Indien tot eenige vermeerdering van toelage aan de Provincien besloten wordt, dan moet naar de ondergeteekendens inzien dezelfde weg ingeslagen worden als voor de eerste subsidien is gedaan, door naamlijk de som wel eerst te vinden op de inkomsten van de wegen, maar ook daartegen die inkomsten tot het dragen der daar op gevestigde lasten voorstpruitende uit de bestaande negotiatie, in staat te stellen door ten behoeve derzelve weder de nodige som op de begrooting te brengen en al zoo de orde in dat opzigt te handhaven.

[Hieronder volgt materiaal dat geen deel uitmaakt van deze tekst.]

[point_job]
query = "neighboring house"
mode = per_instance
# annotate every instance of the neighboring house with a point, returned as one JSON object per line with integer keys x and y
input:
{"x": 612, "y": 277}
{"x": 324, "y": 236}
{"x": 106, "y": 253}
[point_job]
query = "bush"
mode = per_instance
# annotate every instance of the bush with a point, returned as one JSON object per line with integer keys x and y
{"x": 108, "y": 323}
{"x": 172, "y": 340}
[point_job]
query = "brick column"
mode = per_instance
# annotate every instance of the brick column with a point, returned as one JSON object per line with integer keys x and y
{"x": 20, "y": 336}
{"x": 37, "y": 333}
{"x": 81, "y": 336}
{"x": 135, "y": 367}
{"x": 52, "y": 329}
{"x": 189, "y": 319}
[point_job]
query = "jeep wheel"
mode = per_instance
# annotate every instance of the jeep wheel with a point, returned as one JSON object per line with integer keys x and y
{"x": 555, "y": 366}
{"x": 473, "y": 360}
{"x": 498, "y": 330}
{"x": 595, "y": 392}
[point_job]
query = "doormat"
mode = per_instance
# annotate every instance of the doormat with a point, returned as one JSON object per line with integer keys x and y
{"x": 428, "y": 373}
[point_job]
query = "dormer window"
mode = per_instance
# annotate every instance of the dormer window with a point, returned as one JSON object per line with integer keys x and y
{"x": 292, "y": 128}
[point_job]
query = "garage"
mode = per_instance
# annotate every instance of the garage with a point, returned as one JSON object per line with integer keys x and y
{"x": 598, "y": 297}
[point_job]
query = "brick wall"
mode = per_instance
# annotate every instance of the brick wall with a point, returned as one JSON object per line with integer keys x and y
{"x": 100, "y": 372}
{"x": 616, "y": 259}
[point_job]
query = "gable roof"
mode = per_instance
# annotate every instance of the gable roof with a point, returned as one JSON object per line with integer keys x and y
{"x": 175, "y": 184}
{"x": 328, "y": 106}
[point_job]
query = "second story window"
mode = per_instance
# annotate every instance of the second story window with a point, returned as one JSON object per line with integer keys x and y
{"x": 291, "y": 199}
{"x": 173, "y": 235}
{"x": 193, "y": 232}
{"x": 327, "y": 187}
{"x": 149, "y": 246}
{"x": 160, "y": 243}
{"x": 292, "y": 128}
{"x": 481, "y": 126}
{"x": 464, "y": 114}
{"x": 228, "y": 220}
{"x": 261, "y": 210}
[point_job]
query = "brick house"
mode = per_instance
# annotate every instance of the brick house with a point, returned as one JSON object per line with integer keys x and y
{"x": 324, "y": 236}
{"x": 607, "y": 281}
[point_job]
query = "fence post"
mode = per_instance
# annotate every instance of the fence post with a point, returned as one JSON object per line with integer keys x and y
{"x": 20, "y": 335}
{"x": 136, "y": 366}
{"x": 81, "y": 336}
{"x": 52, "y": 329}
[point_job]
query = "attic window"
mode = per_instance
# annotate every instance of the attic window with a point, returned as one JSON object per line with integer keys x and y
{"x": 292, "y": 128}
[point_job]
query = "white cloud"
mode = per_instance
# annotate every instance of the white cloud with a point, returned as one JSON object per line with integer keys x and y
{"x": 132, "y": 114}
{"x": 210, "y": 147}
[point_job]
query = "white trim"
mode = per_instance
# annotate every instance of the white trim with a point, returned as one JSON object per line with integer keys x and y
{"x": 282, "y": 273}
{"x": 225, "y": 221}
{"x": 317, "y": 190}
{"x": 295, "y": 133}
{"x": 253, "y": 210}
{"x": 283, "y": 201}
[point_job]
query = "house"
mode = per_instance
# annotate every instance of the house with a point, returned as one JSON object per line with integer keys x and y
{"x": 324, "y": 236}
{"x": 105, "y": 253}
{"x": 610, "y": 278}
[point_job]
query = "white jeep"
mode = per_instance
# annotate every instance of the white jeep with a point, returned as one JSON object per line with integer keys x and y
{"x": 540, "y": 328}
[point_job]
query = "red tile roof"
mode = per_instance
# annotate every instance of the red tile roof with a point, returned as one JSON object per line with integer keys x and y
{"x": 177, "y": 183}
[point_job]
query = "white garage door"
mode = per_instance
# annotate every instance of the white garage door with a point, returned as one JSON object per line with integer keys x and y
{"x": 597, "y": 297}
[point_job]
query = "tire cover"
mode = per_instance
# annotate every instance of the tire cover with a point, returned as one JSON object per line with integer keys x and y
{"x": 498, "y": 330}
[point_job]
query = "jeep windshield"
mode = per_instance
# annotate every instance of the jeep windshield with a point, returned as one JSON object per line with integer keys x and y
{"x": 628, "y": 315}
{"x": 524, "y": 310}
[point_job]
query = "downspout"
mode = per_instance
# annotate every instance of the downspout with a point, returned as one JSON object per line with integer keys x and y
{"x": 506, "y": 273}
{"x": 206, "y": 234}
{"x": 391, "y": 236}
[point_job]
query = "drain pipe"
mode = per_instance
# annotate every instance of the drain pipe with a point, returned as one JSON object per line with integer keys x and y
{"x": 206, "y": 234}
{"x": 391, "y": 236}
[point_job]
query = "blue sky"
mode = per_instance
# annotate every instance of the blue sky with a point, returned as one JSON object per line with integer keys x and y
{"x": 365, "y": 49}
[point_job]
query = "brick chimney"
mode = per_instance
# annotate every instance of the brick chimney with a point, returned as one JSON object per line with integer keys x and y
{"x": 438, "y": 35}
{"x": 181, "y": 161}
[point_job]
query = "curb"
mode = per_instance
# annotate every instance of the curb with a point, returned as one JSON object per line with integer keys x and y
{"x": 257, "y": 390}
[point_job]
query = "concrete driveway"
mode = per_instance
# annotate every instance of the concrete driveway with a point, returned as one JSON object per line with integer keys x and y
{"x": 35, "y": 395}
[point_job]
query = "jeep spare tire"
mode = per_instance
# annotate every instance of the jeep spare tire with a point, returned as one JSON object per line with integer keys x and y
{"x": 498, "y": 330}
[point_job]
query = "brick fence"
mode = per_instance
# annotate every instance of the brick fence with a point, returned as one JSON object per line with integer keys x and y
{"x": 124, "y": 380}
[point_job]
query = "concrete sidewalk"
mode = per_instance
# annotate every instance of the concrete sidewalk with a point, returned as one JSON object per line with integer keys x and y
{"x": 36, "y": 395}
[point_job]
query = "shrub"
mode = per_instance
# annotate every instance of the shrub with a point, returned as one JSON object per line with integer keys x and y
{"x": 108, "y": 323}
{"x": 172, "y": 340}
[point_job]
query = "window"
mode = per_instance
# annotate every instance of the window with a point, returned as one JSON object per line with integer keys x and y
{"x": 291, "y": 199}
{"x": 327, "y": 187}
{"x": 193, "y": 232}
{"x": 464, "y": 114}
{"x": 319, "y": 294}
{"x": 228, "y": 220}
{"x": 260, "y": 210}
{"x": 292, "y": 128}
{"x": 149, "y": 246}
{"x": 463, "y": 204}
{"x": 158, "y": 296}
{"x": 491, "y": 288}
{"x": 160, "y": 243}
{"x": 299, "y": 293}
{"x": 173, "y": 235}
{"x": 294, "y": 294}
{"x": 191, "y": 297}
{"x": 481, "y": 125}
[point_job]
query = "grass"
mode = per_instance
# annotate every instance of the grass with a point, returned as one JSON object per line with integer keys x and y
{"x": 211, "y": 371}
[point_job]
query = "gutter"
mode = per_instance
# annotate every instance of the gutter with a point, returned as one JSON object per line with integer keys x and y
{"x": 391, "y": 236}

Op zoodanige wijze schijnt nu wel over 1820 geene suppletie meer te zullen kunnen vertrekt worden, maar ook dit jaar is bij na ten einde gelopen en het saisoen althans geheel voorbij in het welke belangrijke reparatien aan de wegen schijnen te kunnen ondernomen worden, wesalve de ondergeteekende zoude vermeenen dat de opzettelijke adhortatie van Zijne Majesteit aan de Provinciale Staten, ten einde zelve middelen daar te stellen, nu vooraf zoude kunnen gaan en dat bij het regelen van de subsidien voor 1821, nader in overweging zoude kunnen genomen worden of en tot welke montant over dat jaar eene verhoging op de toeslagen aan de provincien naar aanleiding van de consideratien van den Minister van Binnenlandsche Zaken en Waterstaat, zoude behoren te worden toegestaan, welke verhoging dan ook weder van invloed zoude behoren te zijn op het bedrag der soms van het object bij de begrooting van 1822 uittetrekken.